‘I just want to live’: how UK Amazon workers were brought to the brink of strike | Amazon

“I I don’t want Jeff Bezos’ boat, I certainly don’t want his rocket – but I just want to live,’ says George [not his real name] who works at Amazon’s huge Coventry ‘fulfillment centre’ and has been involved in organizing workers there.

“I shouldn’t be working 60 hours a week just to pay bills,” she says. “I have children. Children need shoes, school uniform. they have to eat. I had a debt collector send me a letter. I called them back and we went over my wages and my expenses and he said, “I don’t know how you stay alive.”

Describing the working environment inside the warehouse, he says: “To be fair, I’ve worked in worse places. The facilities are quite good.”

But he adds: “It’s more about how you’re treated. so you have to stand 10 hours a day. If you get caught sitting, you get what’s called an “adjustment,” which is like six weeks’ notice. This is on your record, and if you get caught doing it again, you’re out the door. He’s just playing mind games with you.”

The staff, working around the clock in shifts, sort thousands of products into “totes” to be sent to another Amazon fulfillment center, packed into individual orders and then shipped to customers – and they have strict targets to meet.

“It varies depending on the size of the object. So if you have small items like jewelry or something like that, you should be doing about 350 an hour. It’s like dealing cards. And then if you’re doing big items like a toaster, it’s probably 45-50 an hour.”

He remembers one day in the summer when he and his colleagues, who were working throughout the Covid pandemic, were told their annual pay rise would be 50p an hour. Outraged, they staged a spontaneous protest by gathering in the staff canteen.

“Management came down and said – through a bullhorn – you have to nominate five people to come up and negotiate your demands. And I raised my hand and said, “We can’t, because Amazon doesn’t allow unions. If we elect five people to represent us, that is by definition a union.’

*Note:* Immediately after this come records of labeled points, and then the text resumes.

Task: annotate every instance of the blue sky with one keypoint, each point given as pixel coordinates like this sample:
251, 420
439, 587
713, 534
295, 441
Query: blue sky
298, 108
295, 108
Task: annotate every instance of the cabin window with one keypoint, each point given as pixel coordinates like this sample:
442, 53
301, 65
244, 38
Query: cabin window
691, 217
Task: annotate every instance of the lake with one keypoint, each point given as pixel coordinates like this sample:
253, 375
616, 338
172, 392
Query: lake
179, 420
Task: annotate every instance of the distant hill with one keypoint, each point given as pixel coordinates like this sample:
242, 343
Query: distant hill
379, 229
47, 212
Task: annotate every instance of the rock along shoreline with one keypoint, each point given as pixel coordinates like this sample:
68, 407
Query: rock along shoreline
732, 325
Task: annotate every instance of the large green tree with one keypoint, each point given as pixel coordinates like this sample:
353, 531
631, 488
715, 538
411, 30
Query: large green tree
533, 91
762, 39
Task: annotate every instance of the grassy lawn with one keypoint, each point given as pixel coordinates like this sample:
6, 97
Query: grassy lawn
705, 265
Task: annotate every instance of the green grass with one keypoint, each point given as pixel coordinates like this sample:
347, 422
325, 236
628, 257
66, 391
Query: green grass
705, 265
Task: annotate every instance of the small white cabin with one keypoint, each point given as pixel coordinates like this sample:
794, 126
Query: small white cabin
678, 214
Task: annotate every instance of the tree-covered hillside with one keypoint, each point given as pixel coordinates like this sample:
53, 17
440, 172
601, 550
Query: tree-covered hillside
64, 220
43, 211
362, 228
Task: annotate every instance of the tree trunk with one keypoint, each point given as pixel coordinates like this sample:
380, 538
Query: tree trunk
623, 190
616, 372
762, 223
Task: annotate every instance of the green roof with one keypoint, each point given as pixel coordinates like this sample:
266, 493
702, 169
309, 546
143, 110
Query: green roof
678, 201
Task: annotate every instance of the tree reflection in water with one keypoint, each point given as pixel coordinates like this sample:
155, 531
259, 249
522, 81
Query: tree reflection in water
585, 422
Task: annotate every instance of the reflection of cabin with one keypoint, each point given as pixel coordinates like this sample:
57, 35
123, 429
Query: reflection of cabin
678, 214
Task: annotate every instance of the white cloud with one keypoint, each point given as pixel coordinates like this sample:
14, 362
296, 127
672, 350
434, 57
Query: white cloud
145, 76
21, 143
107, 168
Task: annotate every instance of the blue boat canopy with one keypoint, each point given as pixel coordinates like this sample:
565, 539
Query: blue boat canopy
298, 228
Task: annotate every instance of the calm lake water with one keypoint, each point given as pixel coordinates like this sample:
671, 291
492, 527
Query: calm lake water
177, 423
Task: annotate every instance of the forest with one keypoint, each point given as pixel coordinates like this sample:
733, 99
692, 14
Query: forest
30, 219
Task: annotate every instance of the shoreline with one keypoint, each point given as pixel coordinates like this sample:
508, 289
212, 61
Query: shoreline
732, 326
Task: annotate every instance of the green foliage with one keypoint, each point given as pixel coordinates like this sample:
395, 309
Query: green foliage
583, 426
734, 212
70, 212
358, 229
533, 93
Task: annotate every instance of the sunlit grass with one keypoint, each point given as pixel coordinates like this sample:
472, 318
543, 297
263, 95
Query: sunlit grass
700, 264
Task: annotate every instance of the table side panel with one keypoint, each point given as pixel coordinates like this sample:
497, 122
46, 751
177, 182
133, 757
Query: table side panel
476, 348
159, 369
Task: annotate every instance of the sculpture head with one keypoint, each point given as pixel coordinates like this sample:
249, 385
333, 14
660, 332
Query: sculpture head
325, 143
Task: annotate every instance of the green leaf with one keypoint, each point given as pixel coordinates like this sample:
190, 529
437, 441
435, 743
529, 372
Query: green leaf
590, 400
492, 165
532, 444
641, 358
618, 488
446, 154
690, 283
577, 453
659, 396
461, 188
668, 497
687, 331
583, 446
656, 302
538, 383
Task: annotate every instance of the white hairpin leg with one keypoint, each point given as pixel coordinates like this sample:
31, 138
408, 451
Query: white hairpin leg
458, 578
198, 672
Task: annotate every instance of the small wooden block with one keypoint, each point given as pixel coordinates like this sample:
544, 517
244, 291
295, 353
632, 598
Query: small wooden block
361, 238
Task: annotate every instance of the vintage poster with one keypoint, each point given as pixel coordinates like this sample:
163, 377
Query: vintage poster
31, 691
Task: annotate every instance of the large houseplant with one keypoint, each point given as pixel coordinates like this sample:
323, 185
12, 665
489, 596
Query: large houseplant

“We started talking and came up with a plan. We just took a day off, didn’t come to work and decided to meet up in Coventry.

“And GMB approached it and said, ‘Can we talk to you and tell you what we offer?’ I joined that day and now I’m amazed at how many members there are.”

After their protest, he says, “we had a proper briefing at the start of the shift, to say, ‘Amazon doesn’t negotiate with unions, it won’t recognize unions and 50p is 50p.’ And then the industrial action vote started.”

“No other Amazon in the UK has gone this far with the union before, and we are on the brink of strike action. I know everyone is watching us,” he says. “They may not want to negotiate with us or even talk to us – but the rest of the world is watching.”